What about vitamins?

Expensive spices were actively replaced with herbs. The most commonly used parsley, cumin, mustard, mint and sage. Salads were practically not eaten: firstly, vegetables, due to their low calorie content, were not considered food as such, and secondly, some believed that they cause fever and should not be eaten raw. The poor had no time for superstition: their diet often included raw or minimally processed carrots, cabbage, onions, and beets.

Fruits and berries, of course, were eaten with pleasure: in the north they ate apples, strawberries, plums, in the south – figs, lemons and oranges.

It's not beer that kills people

They did not drink plain water in the Middle Ages: its purity caused fair fears. Thirst was quenched with diluted beer and wine. The latter could be afforded by aristocrats, rich monasteries and merchants. Unlike water, wine did not spoil for a long time, it was even recommended by doctors to improve digestion. The wine of the first extraction, which was not available to everyone, was considered good. The second and third pressings had a lower strength and poor quality; poor people bought such wine. The poorest had to make do with vinegar.

Much more often they drank cheaper beer. Some varieties were made without hops, the drink turned out to be very thick, for the peasants it was a familiar snack during field work. Such malt beer was consumed even by children. Milk was considered not a drink, but food: it replaced meat for those who could not afford it. Mostly old people and children drank fresh, the rest made buttermilk or whey from it. Cheese was already popular then: it was served as an independent dish and used in soups and pies.

Will there be dessert?

The main medieval sweets — dried fruits and honey.

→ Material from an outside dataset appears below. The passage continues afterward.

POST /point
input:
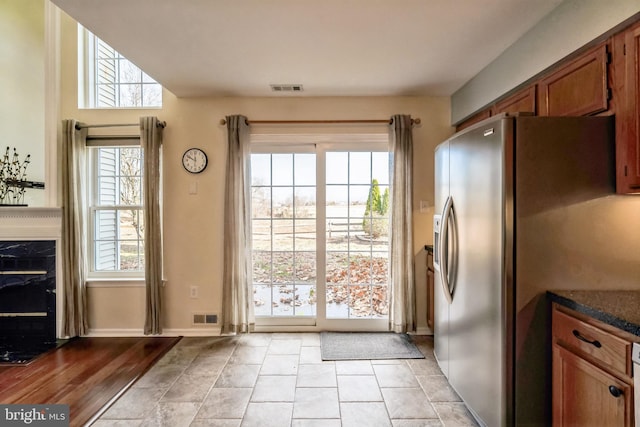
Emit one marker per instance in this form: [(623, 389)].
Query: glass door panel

When pure sugar appeared in Europe, it was first attributed to spices (fortunately, it cost accordingly) and everything was cooked with it, except for desserts, adding to meat and seafood. Gradually they began to cover fruits, added to sauces. Waffles, tarts (open pies) and other sweet pastries appeared in the late Middle Ages.

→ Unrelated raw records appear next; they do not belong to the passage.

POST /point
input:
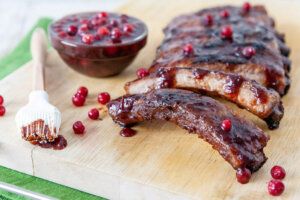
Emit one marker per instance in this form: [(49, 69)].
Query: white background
[(17, 17)]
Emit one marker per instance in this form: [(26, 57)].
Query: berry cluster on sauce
[(88, 42)]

They brought a knife with them: it was considered indecent to ask the owner for it.

Where they cooked

The kitchen was a spacious room with a large table, a hearth and a pot suspended from a wooden beam. A stove with a chimney was considered a luxury. The poor, whose houses had only one room, used the kitchen as a bedroom and living room.

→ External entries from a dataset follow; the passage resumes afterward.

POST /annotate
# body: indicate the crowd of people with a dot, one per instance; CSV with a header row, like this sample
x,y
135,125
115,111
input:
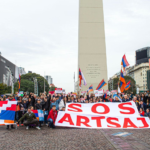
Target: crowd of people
x,y
52,103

Open fire often led to a fire, and if the flame spread to other rooms, the house could burn to the ground. Therefore, in the 12th century, some rich people began to build a kitchen separately from the residential block, but this practice spread only in modern times.

How they were stored

In the absence of refrigerators, products were actively preserved: dried in the sun, dried, smoked, salted, treated with sugar, vinegar and honey. If something needed to be preserved for a short time, melted lard was used to protect against bacteria.

Do you respect me?

Eating in the Middle Ages was a collective process: loners, chewing something apart from others, were not encouraged at all. The dish was taken out on a common plate, from which all the guests served. Spoons were used to eat soup, but they were not required. But the Europeans did not appreciate the forks: until the 18th century, they were mainly eaten by Italians. Each guest brought a knife with him: it was considered indecent to ask the host for it.

Tablecloths appeared in the 12th century. But not for beauty, but for business – they wiped their mouths and hands. Around the same time, women received the right to sit at the common table. At first, the innovation concerned only the mistress of the house, but then the guests began to bring their wives and daughters with them. The overlord always sat at the head of the table, next to him were the family and those close to him. Small knights with families and servants occupied places far from the owner. 10 facts about how people lived in the Middle Ages. And what, so it was possible?